RUST: So, we’re both big fans of Matt Turk. You’ve worked with him and toured with him. We gave him album of the year. Do you have a funny (and hopefully mildly embarrassing) story to tell about your mutual adventures?

FGJR: Most of the funny stories I have from touring with Turk I don’t want to tell in print because it could hurt the other people involved. Suffice it to say it is always an adventure. The thing I love most about Turk is that he isn’t necessarily as happy-go-lucky as he appears, but he WORKS at being positive, I’d say at all times. I think if it came as easily as it appears it wouldn’t have the impact it has. He brings positivity everywhere he goes. He manifests it in the world. It is the same with the music- he makes the mandolin sound easy, but I can tell you he’s worked very hard at it, studying with Barry Mitterhoff of Hot Tuna and practicing many hours a day. Our Spring tour is going to be called the “Love Revival Tour.” Wage Love, Cold Revival. But that’s kind of who Turk is- a walking love revival. He sort of refuses to accept negativity! A great friend. Actually he’s more than a friend, he’s family.
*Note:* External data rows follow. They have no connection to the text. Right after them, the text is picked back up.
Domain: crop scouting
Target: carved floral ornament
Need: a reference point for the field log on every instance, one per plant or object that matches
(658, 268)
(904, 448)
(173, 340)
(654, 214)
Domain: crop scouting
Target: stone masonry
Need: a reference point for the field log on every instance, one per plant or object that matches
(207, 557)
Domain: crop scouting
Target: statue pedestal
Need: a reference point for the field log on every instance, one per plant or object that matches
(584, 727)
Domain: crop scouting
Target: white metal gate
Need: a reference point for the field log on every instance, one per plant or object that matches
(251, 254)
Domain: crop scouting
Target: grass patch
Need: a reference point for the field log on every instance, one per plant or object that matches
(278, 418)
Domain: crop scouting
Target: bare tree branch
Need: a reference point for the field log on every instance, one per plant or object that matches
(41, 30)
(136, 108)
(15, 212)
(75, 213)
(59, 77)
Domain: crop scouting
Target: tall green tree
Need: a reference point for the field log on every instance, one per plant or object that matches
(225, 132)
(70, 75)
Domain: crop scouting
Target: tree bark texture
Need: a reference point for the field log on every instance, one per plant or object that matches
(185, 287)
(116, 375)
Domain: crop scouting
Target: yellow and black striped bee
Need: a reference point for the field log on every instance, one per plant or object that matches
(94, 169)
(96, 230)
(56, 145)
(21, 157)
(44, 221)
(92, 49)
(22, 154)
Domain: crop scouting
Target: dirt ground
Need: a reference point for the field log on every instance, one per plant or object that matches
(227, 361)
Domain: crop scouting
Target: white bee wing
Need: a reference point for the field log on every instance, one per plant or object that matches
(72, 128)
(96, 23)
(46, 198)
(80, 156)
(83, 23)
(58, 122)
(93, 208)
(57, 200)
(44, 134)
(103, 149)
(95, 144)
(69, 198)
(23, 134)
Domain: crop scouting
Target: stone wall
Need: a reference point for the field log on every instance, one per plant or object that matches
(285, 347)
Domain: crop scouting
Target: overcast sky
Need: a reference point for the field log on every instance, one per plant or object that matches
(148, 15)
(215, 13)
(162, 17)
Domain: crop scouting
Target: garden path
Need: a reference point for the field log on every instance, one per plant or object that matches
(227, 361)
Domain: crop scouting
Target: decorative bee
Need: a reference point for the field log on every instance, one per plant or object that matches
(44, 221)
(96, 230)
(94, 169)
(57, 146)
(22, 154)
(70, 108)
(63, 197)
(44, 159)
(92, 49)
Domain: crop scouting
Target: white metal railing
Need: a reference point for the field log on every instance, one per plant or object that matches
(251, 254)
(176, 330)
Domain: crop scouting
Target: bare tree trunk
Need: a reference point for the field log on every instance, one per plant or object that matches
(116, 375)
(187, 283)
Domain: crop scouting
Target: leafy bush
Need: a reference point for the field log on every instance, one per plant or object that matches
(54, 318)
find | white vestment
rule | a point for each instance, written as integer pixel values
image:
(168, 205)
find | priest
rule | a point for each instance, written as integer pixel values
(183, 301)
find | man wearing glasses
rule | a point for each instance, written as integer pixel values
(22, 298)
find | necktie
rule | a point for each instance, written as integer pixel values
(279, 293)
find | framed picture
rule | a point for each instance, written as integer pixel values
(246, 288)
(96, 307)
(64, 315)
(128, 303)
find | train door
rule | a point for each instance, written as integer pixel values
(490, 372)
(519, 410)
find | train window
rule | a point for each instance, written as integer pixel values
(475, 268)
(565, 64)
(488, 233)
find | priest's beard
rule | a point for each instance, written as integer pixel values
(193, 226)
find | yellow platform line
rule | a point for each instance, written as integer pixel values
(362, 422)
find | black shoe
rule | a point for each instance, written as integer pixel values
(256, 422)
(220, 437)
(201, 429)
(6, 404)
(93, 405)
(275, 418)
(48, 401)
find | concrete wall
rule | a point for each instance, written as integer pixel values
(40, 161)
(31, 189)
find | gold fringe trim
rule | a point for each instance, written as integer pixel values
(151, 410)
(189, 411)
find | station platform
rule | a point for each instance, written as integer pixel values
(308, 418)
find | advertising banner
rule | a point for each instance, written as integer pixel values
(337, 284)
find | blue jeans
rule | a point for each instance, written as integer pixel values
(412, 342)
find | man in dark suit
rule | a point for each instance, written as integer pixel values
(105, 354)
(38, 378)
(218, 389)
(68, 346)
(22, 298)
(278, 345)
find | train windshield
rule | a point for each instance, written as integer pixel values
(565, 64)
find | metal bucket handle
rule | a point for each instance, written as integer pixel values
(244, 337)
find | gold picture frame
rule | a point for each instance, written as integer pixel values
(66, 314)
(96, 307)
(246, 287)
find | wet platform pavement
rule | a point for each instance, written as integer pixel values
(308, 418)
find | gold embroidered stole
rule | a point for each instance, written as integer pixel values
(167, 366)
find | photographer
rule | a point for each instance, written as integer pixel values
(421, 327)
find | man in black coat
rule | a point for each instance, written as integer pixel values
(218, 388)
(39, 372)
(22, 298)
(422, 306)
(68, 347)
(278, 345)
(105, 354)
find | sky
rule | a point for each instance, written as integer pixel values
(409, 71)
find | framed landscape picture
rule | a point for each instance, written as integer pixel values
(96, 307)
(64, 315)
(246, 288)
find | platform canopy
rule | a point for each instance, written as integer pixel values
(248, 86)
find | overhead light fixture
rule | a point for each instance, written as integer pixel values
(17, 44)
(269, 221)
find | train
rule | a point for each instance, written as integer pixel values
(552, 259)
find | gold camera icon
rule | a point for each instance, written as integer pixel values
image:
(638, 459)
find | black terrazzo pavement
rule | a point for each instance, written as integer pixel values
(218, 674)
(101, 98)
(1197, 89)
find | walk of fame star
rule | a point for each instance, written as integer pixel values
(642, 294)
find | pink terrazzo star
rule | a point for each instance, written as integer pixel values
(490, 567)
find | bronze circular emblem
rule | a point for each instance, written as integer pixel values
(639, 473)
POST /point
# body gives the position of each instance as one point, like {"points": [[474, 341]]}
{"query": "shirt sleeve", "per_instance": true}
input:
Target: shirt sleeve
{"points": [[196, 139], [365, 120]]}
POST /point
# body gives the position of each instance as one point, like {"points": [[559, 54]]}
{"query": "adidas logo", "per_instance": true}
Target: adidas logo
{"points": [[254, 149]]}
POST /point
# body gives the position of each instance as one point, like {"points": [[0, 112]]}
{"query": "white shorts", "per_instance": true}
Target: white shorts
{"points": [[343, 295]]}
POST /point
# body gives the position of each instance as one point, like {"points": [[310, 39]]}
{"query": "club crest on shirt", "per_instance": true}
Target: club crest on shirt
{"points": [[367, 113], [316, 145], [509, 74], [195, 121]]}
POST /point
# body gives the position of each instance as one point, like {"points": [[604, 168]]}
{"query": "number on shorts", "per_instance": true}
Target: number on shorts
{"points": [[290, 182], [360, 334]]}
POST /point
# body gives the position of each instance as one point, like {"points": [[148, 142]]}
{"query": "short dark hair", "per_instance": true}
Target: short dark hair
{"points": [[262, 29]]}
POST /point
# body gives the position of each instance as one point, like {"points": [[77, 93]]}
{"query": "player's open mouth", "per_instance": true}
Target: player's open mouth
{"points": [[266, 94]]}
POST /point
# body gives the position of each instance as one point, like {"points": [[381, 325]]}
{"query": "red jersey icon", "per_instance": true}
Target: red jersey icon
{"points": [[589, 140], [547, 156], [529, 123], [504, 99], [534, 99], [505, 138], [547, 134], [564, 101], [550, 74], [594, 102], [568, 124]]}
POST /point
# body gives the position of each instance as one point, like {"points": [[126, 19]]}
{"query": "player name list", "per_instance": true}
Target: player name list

RUST: Who are some of the other people who helped make Wage Love? What about them made them right for this album?

FGJR: It’s funny. When I first started working on the album, Tom Kristich, the photographer, called me. He said he wanted to shoot some photos of me at an abandoned Department of Public Works garage near his house. We had to climb through a fence, and walk past broken bottles and a fire pit where kids hang out and drink at night, and there we found the torn American flag on the ground. I picked it up and brought it with us for the shoot. I know a whole bunch of great singers, including great folks like Abbie Gardner and Laurie MacAllister of the band Red Molly and Brooke Campbell, who have sung on my records. I met Laura Bowman when my cousin jazz drummer Brian Woodruff suggested I call her to play at a songwriters night in Astoria, Queens that she hosted. She turned out to be really community-oriented and we kept in touch. Last year she did a project called “Busk or Bust,” where she planned to busk her way across the country until she ran out of money, and make a documentary about it. It was supposed to be a film about not being able to make a living as a musician, really about having to go home out of money. She wound up on the road for the whole summer, going to the West Coast and back. I think this really transformed her. So though I really like her singing, I called her for more personal than musical reasons, thinking that she was right for this record in a personal sense. About 95% of what she sang she arranged. “I Dreamed I Saw Pete Seeger” I wrote at the last minute, so Laura heard it for the first time just before she sang it! Talk about a home run! She put out a great ep recently called “Troubadour.” Paul Magliari is just groovy as a drummer. He made “We The People” less square, and “Election Day” more musical. I’m currently recording, at my studio, an album with him of his music. His music is a bit like early Genesis. He calls it “conceptual pop.” I thought of Turk as soon as I wrote “Ghost of Joe Hill.” He says he thinks he went to a new place singing on “Freedom Highway,” and I agree. He also helped me work out the arrangement for that, because we’re singing what the audience usually sings. Lastly Jeffry Braun, who designed the cover, named the album. I’ve been giving away “Wage Love” stickers for almost 15 years now but I never would have named the album that!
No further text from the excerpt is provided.